I am running the docker version of n8n. I followed the instructions of fixing memory issues (503, workflow not loading,…), still they are not resolved.
I have a flow that will get a very long json data via http response (file sizes 30MB - 100 MB). The flow is then calling the code node to transform it into a binary file. The binary file is then sent via another http node to an api.
docker exec -it <container_name_or_id> /bin/sh
du -sh /home/node/.n8n/binaryData
I only get a 12 KB file size, even while I execute the workflow with a long json string binary.
The binaryData directory contains a meta subdirectory
The memory of the VM (4 VPUS & 16 GB RAM) is completely maxed out (100% and peaks of 200%) when I run this execution with a loop of just 8 large jsons.
As this is also an issue with just 1 downloading and processing of 1 file, I don’t think a sub-workflow will really help. I suspect issues with the binary path
What am I missing? What should I check?
Please share your workflow
Share the output returned by the last node
Information on your n8n setup
n8n version: 1.5.1
Running n8n via (Docker, npm, n8n cloud, desktop app): Docker
Database (default: SQLite): default
n8n EXECUTIONS_PROCESS setting (default: own, main): default (at least I can not remember changing it and I don’t see any .env I set for it)

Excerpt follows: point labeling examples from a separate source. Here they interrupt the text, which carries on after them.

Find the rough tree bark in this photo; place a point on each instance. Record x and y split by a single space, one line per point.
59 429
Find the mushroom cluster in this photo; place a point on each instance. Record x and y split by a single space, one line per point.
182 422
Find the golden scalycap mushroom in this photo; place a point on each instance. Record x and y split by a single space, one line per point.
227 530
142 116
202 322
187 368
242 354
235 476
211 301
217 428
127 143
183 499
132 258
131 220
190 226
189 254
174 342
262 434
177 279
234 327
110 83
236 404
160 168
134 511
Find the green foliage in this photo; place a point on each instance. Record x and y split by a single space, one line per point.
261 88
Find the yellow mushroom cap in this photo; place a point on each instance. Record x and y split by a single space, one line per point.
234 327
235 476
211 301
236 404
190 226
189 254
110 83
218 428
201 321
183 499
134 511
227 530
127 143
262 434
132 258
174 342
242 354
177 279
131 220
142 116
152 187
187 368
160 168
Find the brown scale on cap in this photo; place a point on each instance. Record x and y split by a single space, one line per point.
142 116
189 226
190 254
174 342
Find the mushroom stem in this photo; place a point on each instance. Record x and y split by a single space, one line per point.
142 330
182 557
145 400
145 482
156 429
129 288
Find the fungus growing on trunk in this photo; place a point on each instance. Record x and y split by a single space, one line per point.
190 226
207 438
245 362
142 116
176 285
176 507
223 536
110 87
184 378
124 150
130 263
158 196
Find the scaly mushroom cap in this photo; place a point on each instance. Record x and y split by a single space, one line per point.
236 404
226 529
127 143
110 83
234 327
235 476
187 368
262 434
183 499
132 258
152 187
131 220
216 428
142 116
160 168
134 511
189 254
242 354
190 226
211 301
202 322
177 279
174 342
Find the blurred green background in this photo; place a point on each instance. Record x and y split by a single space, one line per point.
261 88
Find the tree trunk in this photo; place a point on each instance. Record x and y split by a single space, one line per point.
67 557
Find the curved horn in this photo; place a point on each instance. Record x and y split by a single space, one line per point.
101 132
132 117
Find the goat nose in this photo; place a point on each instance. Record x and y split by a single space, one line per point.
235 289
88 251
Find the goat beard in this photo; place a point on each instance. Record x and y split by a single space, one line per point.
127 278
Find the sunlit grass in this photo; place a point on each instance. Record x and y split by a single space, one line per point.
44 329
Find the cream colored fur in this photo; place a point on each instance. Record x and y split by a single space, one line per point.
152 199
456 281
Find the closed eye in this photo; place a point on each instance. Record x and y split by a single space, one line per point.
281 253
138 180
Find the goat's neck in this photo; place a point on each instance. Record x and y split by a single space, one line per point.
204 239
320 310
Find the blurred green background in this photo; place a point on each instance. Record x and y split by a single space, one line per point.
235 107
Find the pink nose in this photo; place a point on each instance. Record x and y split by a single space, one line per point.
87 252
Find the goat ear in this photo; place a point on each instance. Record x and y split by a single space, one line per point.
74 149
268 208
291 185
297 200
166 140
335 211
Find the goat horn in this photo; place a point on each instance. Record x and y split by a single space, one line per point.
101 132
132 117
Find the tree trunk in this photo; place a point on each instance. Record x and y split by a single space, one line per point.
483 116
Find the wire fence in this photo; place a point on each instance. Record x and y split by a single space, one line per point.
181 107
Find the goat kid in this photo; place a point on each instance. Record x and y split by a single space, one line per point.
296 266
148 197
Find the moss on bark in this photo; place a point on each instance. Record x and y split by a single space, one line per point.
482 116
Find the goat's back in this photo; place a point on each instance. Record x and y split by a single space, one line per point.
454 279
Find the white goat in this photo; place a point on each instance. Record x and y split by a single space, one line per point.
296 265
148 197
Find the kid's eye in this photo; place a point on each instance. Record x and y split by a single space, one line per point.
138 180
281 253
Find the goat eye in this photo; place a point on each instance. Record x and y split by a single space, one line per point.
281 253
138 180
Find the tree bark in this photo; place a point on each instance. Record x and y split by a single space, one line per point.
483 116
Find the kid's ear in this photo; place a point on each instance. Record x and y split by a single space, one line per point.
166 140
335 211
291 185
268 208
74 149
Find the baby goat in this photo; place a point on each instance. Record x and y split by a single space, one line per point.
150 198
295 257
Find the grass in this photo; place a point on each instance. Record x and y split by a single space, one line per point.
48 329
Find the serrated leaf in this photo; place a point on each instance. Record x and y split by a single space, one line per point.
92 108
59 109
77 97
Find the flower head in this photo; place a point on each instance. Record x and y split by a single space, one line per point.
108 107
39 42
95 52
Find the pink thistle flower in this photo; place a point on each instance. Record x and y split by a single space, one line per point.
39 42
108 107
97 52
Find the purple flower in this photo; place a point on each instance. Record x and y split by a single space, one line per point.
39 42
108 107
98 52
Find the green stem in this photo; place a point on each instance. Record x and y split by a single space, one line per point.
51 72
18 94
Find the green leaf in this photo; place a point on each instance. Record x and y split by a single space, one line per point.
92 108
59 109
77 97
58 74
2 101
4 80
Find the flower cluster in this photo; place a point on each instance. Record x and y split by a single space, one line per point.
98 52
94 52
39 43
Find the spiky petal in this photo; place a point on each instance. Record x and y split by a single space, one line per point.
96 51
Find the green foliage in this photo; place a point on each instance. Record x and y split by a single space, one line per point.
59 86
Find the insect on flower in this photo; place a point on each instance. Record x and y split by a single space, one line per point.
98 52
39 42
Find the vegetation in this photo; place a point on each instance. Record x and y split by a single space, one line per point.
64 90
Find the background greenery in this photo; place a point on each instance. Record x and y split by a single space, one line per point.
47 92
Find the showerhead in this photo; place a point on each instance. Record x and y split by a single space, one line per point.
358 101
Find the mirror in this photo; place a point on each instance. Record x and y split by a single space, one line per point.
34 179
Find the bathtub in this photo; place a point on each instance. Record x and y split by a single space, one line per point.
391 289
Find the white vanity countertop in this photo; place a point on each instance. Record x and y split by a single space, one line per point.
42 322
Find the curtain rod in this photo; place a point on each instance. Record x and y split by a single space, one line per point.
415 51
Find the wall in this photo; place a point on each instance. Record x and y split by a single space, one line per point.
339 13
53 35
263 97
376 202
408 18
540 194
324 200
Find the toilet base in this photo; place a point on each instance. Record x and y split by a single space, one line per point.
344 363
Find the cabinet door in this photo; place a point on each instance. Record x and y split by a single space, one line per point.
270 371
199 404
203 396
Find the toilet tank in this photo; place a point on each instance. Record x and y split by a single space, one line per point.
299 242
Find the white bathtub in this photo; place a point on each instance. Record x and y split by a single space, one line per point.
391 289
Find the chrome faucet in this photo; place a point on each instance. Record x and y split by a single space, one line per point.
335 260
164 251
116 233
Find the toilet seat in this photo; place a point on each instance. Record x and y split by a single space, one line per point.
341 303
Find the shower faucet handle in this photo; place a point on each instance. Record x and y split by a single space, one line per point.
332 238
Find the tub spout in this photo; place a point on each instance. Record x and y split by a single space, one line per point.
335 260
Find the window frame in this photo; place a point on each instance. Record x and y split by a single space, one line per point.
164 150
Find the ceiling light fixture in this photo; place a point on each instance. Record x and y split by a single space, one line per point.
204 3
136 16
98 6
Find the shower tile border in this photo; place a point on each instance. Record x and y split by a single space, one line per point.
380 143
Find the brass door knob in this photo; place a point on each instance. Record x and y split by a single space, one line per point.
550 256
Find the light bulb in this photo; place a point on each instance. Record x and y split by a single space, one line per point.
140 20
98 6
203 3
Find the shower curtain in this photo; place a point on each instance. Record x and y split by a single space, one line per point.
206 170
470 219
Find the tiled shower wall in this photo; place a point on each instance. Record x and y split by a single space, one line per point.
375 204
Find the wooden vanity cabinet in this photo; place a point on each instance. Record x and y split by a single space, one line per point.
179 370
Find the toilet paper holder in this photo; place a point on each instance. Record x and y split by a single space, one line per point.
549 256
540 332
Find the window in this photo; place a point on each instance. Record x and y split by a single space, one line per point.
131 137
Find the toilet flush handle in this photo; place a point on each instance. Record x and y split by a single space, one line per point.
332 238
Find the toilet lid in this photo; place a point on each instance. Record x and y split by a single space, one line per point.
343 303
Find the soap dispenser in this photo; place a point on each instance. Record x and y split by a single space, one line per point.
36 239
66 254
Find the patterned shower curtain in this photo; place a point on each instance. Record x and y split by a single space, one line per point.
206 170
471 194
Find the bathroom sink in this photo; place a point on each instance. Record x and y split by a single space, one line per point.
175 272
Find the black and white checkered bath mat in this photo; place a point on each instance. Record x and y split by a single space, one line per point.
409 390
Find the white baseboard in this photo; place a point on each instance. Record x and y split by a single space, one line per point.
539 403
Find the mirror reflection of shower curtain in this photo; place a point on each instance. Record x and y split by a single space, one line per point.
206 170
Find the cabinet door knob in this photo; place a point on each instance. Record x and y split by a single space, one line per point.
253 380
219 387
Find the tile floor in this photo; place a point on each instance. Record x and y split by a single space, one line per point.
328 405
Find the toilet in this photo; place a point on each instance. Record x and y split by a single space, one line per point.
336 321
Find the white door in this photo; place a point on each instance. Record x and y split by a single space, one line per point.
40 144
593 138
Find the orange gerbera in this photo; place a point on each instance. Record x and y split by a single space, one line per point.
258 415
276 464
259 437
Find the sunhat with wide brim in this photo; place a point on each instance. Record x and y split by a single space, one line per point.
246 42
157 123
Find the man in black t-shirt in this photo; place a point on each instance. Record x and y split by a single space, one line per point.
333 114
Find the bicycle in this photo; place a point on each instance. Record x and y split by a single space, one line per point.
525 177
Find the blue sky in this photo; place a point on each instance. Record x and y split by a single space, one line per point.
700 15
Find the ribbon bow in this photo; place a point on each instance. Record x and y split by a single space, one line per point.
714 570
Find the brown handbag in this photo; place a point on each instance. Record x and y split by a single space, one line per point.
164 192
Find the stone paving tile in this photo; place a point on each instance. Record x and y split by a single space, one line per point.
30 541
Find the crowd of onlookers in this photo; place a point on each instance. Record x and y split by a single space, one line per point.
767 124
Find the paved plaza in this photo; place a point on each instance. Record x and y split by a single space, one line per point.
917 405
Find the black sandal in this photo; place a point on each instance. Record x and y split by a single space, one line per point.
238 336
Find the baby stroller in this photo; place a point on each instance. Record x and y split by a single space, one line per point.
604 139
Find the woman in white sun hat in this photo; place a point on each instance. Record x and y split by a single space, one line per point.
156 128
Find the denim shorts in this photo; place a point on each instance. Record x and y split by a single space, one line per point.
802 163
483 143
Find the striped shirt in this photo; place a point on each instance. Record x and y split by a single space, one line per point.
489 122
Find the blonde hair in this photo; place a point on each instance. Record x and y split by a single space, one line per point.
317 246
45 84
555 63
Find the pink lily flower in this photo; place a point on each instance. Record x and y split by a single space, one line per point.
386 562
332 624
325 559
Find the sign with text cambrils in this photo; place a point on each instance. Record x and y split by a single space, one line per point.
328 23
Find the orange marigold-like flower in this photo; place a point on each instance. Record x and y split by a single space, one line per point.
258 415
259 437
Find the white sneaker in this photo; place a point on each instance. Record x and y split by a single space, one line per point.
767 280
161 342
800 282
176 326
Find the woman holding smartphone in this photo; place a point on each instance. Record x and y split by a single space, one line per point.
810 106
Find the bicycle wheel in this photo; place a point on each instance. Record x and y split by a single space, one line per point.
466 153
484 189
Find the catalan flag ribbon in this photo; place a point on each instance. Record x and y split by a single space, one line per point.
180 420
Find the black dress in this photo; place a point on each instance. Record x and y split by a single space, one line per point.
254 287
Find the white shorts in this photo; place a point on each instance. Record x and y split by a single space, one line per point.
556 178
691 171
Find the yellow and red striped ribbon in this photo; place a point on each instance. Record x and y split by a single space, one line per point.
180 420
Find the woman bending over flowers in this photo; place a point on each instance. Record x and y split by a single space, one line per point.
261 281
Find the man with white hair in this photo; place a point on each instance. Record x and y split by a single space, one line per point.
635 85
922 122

Running n8n via (Docker, npm, n8n cloud, desktop app):
Wasn’t clear through the documentation, that this is an enterprise feature.
I kind of reduced the load a bit by running waits and implementing a main/sub execution structure, as I have no control over the data I am getting (looong json)
The documentation says:
" By default, n8n uses memory to store binary data. Enterprise users can choose to use an external service instead. Refer to External storage for more information on using external storage for binary data."
As “external” I do understand a third party system, as it is mentioned " s3 to AWS S3." in this part of the documentation.
if this is true, please update in the documentation so it is clear from the beginning.
The code node can use a lot of resources so I suspect that is where the issue is. Can you not use one of the existing nodes to create your binary data or maybe an execute command node to write it out to a file?
You could check for files in the binary data folder if you are saving execution logging or you could try downloading a large file and see if the memory increases.
Filesystem works during as well so in theory if you download a lot of files and look at the memory before enabling it and after you should see a difference.
@nu03in with your ‘long json string binary’ is that a file you are downloading from somewhere or are you generating it?